I'm currently self studying Fulton Harris, unfortunately I don't really know where to check my answers, and I don't know if this logic is correct:
Notation: Let $U$, $U'$, $V$ be the trivial, alternating, standard representations of $S_3$ respectively, and $\omega = e^{2\pi i / 3}$. We already have a basis for $V$ that being $\alpha = (\omega, 1, \omega^2)$ and $\beta = (1, \omega, \omega ^2)$. We also have two transpositions $\sigma = (1 2)$ and $\tau = (1 2 3)$ which generate $S_3$, and these properties were already established:
\begin{align*} \tau \alpha =& \omega \alpha\\\\ \tau \beta =& \omega^2 \beta\\\\ \sigma \alpha =& \beta\\\\ \sigma \beta =& \alpha \end{align*}
And right before this exercise it's also established that: $$V \otimes V \cong U \oplus U' \oplus V$$ By using the basis $\\{\alpha \otimes \alpha,\alpha \otimes \beta,\beta \otimes \alpha,\beta \otimes \beta\\}$ And noticing that $\\{\alpha \otimes \alpha, \beta \otimes \beta\\}$ spans $V$ and $\alpha \otimes \beta + \beta \otimes \alpha$ spans $U$, and $\alpha \otimes \beta - \beta \otimes \alpha$ spans $U'$.

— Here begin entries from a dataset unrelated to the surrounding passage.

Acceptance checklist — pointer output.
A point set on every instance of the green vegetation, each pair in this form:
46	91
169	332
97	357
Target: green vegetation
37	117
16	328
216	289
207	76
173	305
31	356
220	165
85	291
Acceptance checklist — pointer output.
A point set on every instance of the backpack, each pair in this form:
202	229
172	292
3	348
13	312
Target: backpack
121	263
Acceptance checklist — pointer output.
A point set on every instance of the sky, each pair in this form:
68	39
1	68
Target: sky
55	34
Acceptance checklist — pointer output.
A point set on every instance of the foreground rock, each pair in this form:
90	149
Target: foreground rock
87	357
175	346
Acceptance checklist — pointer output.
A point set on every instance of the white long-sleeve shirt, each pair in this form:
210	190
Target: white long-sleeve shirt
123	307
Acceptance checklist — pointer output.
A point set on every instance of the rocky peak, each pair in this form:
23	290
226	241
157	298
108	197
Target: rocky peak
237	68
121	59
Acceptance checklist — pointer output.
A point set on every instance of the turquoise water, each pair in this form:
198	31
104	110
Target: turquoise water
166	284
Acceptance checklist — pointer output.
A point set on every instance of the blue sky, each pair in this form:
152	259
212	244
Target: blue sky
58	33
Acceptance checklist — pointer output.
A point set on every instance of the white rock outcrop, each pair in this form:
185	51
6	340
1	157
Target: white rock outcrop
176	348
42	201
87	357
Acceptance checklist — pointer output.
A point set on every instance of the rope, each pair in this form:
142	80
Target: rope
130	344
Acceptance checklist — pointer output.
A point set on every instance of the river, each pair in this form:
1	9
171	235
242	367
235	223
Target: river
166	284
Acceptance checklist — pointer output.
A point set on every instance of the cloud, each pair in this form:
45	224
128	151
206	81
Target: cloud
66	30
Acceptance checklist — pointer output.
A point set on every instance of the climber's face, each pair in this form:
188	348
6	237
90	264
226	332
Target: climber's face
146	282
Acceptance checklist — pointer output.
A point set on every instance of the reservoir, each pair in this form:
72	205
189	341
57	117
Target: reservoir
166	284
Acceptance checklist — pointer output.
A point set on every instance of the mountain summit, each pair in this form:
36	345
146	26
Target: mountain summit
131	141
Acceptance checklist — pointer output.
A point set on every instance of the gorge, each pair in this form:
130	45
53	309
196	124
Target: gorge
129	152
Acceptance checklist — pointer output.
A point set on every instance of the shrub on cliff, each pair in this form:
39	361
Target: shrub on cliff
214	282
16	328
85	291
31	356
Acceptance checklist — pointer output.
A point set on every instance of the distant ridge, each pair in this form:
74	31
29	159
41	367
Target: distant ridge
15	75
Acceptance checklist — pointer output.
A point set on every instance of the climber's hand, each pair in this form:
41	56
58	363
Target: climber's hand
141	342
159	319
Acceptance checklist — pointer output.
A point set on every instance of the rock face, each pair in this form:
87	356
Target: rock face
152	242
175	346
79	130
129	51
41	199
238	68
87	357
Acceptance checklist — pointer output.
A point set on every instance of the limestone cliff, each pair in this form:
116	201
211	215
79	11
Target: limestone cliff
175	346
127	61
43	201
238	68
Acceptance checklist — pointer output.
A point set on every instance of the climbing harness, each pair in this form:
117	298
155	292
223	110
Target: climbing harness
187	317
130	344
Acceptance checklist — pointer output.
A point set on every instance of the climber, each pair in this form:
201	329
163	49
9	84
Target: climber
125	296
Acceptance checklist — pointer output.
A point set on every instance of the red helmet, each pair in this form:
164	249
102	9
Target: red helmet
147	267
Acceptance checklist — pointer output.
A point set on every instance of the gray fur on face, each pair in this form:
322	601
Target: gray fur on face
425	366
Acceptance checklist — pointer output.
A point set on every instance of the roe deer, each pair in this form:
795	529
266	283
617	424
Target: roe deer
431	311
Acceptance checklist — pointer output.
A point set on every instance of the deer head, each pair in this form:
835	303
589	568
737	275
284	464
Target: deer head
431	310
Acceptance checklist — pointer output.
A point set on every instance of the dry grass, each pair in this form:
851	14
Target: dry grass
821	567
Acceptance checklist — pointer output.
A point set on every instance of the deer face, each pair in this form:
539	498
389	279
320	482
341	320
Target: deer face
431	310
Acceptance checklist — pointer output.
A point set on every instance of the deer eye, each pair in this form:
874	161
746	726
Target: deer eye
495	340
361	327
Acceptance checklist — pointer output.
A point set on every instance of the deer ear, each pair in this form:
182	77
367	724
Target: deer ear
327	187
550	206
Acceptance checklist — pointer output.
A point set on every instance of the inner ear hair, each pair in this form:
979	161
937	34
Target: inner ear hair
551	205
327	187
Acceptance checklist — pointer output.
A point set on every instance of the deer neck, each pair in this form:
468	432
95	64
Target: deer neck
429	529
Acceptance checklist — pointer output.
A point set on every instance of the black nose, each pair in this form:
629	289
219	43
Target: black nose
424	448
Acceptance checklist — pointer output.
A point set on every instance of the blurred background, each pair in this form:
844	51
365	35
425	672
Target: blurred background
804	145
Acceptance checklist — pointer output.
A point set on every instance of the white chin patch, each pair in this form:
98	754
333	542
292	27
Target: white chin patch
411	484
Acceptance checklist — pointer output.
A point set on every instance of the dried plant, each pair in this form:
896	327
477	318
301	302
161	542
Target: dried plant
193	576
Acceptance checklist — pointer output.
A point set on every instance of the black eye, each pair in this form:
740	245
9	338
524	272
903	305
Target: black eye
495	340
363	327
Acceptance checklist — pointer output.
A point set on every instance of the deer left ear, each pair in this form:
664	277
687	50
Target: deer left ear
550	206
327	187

Exercise 1.11: Find a decomposition of the representations $Sym^2 V$ and $Sym^3 V$.
My answer: Since $Sym^2 V \leq V \otimes V$, the previous basis spans $Sym^2 V$, in particular since the action of $S_2$ on $\langle \alpha\otimes \alpha, \beta \otimes \beta\rangle$ is trivial so it's isomorphic to $V$. The span of $\langle \alpha \otimes \beta, \beta \otimes \alpha \rangle$ is one dimensional as $\alpha \otimes \beta = \beta \otimes \alpha$, and is thus equal to $\langle \alpha \otimes \beta + \beta \otimes \alpha\rangle = U$, so $Sym^2 V \cong U \oplus V$.
On $Sym^3 V$ we have a spanning set: $\\{\alpha \otimes \alpha \otimes \alpha,\alpha \otimes \alpha \otimes \beta, \alpha \otimes \beta \otimes \beta, \beta\otimes \beta \otimes \beta \\}$, we notice that by setting $v = \alpha \otimes \alpha \otimes \alpha$, we have $\sigma(v) = \beta \otimes \beta \otimes \beta$. And that both $v$ and $\sigma(v)$ are eigenvectors of $\tau$ with eigenvalue 1, and that $\langle \sigma(v) + v\rangle \cong U$ and $\langle \sigma(v) - v \rangle \cong U'$. By setting $w = \alpha \otimes \alpha \otimes \beta$, then $\sigma(w) = \alpha \otimes \beta \otimes \beta$, and $\tau(w) = \omega w$ and $\tau(\sigma(w)) = \omega^2 \sigma(w)$, and $\langle \sigma(v), v \rangle \cong V$, and therefore $Sym^3 V \cong U \oplus U' \oplus V$.
I'd be very grateful if anyone could check if this is correct, as this is my first exposure to symmetric powers.